STRUCTURAL_PATTERNS: dict[str, Callable[[str], float]] = {
    "Always define interfaces before implementations": check_interface_before_impl,
    "Always validate parsed dates are within valid ranges": check_date_validation,
}


def structural_signal(rule: str, output: str) -> float:
    """Dispatch to the appropriate structural checker."""
    checker = STRUCTURAL_PATTERNS.get(rule)
    return checker(output) if checker else 0.5

In [None]:
# Verify: Entry 0 (perfect interface) should score high,
# Entry 3 (quoted rule, no interface) should score low.
_s0 = structural_signal(ENTRIES[0].rule, ENTRIES[0].agent_output)
_s3 = structural_signal(ENTRIES[3].rule, ENTRIES[3].agent_output)
assert _s0 is not None, "Did you implement the structural checkers? Got None."
assert _s0 >= 0.75, f"Entry 0 (perfect interface) should score >= 0.75, got {_s0:.2f}"
assert _s3 < 0.5, f"Entry 3 (false positive) should score < 0.5, got {_s3:.2f}"
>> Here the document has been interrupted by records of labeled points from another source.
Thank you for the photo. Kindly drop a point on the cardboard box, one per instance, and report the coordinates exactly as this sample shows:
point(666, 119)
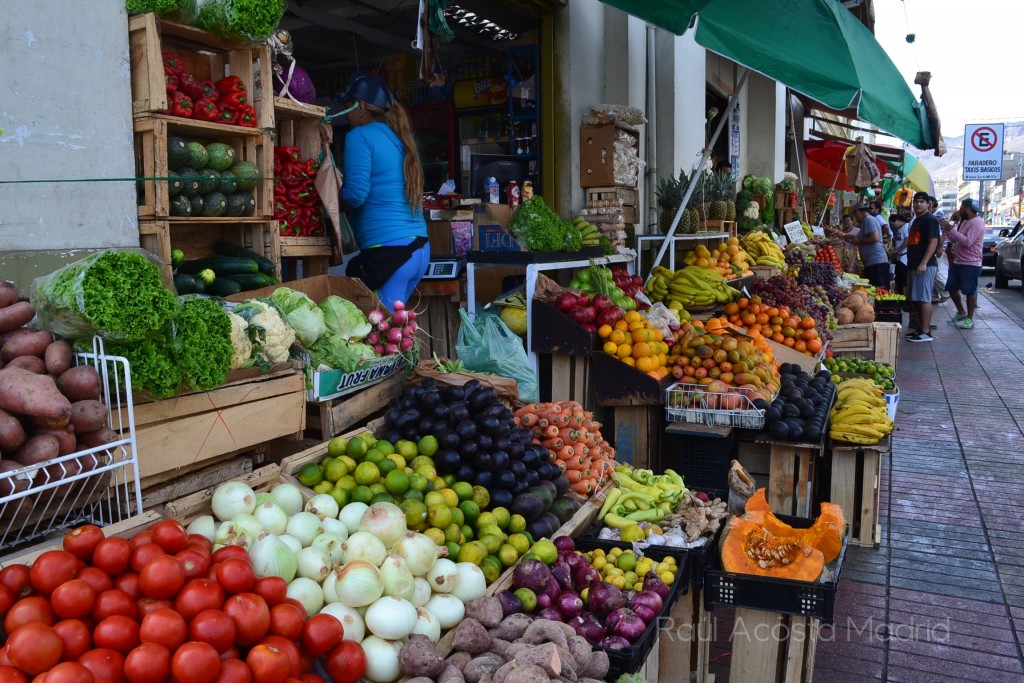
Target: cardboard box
point(325, 385)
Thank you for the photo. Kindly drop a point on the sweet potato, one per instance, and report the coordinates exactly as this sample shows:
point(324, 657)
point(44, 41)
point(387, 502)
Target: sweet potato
point(11, 432)
point(101, 436)
point(8, 294)
point(80, 383)
point(34, 344)
point(33, 364)
point(36, 395)
point(38, 450)
point(57, 356)
point(87, 416)
point(15, 315)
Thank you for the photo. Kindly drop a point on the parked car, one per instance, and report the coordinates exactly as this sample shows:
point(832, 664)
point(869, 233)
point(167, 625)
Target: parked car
point(1010, 257)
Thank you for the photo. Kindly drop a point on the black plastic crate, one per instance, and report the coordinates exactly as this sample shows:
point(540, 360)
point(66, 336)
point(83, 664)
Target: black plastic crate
point(702, 461)
point(773, 595)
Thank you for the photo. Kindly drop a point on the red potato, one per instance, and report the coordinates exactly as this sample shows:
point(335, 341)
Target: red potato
point(33, 364)
point(88, 416)
point(38, 450)
point(57, 356)
point(80, 383)
point(11, 432)
point(64, 435)
point(34, 344)
point(15, 315)
point(36, 395)
point(8, 294)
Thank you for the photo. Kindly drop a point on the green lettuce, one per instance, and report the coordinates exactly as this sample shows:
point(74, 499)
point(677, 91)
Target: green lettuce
point(301, 313)
point(344, 318)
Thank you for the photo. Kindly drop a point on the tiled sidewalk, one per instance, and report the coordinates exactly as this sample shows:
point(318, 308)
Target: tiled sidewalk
point(947, 584)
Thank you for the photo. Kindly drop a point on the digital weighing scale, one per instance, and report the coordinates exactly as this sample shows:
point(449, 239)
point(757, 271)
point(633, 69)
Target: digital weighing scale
point(444, 268)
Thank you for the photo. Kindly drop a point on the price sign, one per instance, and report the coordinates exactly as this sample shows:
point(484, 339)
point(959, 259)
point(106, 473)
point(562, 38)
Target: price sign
point(795, 232)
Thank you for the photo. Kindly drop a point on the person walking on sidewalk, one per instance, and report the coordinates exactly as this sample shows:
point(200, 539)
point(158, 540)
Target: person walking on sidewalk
point(868, 242)
point(967, 239)
point(922, 265)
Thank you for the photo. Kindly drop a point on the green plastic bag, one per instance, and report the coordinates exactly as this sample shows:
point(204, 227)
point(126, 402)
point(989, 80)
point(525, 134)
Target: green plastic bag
point(488, 346)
print("Structural signal scores:")
for i, e in enumerate(ENTRIES):
    score = structural_signal(e.rule, e.agent_output)
    print(f"  Entry {i}: {score:.2f}  (intuitive: {e.intuitive_compliance:.2f})")

print()
print("Entry 3 now caught: high linguistic, low structural. False positive detected.")

# Tests pass. Moving on.

Two signals down. Linguistic catches vocabulary, structural catches patterns,
and together they caught the false positive.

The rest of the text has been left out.